HMM DESIGN AND TRAINING ISSUES

The aforementioned comparison with the relevance model ought to convince the reader that the HMM paradigm permits several design choices which need to be explored. We briefly describe some of the major issues in this regard in this section. Fixed vs Object-Based Image Segmentation: Before we begin, note that we partition each image into a fixed number of rectangular blocks. One problem with rectangular partitioning is that the rectangular blocks might contain pixels belonging to different “objects” (or concepts) whereas our statistical model assumes that it is generated by the state corresponding to a single object (concept). However it was shown in [5] that models trained on rectangular partitions outperform those trained on object-based partitions. The decision to work with fixed blocks is also driven by pragmatic concerns: we were kindly provided the processed training and test data from the 2004 Johns Hopkins University Summer Workshop [6], where considerable effort had been made in extracting image-features for the entire COREL and TRECVID datasets, and since state-of-the-art image annotation and retrieval performance has been published on these datasets, it provides a convenient venue to make comparisons with related techniques. Visual Feature Vectors: The workshop team extracted color, texture and oriented-edge features of 30-dimensions (COREL) or 76-dimensions (TRECVID) from a rectangular partition of the images, and this is what we have used in our experiments. In case of the COREL images, there are 4 × 6 blocks per image (T = 24)and in case of the TRECVID collection, it is 5 × 7 (T = 35). The block size, we are told, is an ad hoc balance between two conflicting criteria: one would like each block to be sufficiently small to contain only one of the concepts with which the image is annotated, and at the same time one would like it to be as big as needed to cover the entire object, so that features xt that characterize the object may easily localized.

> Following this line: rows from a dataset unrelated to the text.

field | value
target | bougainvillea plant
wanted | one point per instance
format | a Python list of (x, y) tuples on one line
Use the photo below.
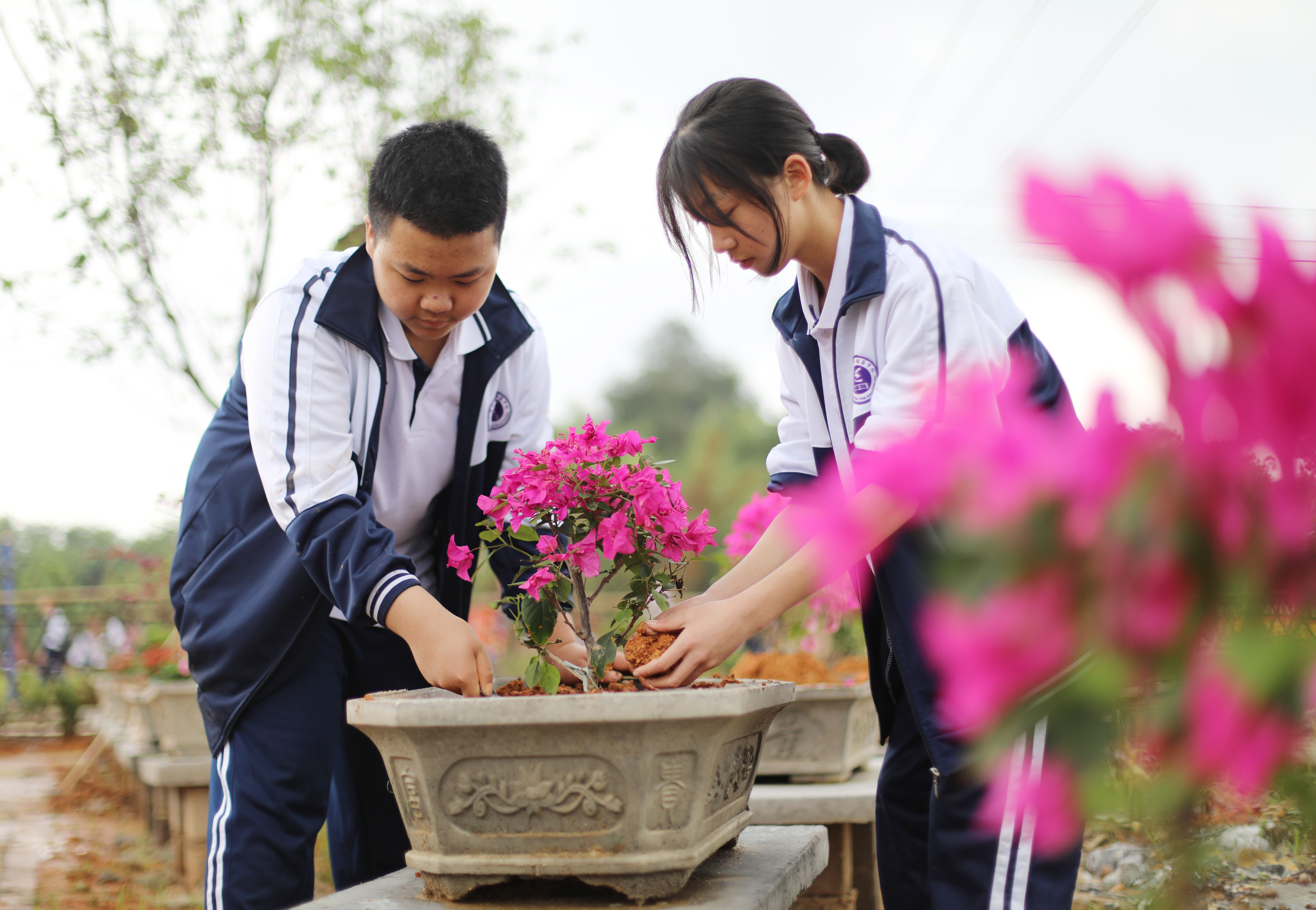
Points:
[(827, 608), (583, 500), (1140, 601)]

Figure 2: Illustration of Unlabeled Objects in Images: this image was labeled with sand, beach, trees and people but not sky. HMM Topology and Permitted Transitions: We begin the HMM-design discussion by noting that given a set of image+caption pairs, we construct, for each image, an HMM with as many states as the number of words in its caption. The states of an HMM are fully connected, permitting any state to follow any other state. This corresponds to permitting any concept to occur in the image next to any other concept. One could, of course, investigate the exploitation of the spatial propensities of concepts such as sky and grass to appear in certain positions t in the image, and the propensity of certain concepts such as tiger and sky (not to) appear in adjacent blocks. But we have not done so in this preliminary investigation. Every state has an equal likelihood of being reached at every position t. Shared State HMMs: A caption c ∈ V appearing in two different images, of course, must be modeled by the same state. Therefore the HMM for each image “shares” states from a common pool of |V| states. In HTK parlance, the states of the HMM of each training image are “tied” to the corresponding states of other HMMs. Note that |V| = 375 for the COREL dataset, and |V| = 75 for TRECVID, as provided to us by [6]. Accounting for Unlabeled Objects: An additional concept, which we call null has been introduced into the vocabulary and is added to the caption of each image. The primary motivation for doing so was our observation that in several images, the annotators did not label some prominent concept in-spite of having a word in V corresponding to it. Figure 2 depicts an image in which the sky occupies more than a third of the image, and yet the image is annotated with sand, beach, trees and people but not sky. The null state is akin to the silence model used in automatic speech recognition. In both cases, since the stochastic model of the image or speech is a generative model, the entire image or speech sequence needs to be accounted for by the model, and adding an optional silence or null to the transcripts or caption results in better modeling of the data2 .

3.1

HMM Training Procedure

Once the visual features of the images are extracted and the HMM for each training image defined, estimation of the HMM parameters proceeds in a standard manner as prescribed in [12]. In particular, we first use a single Gaussian 2

Unlike the speech recognition application, however, we did not include the null state in the calculation of (6) since a null has no direct benefit for image retrieval.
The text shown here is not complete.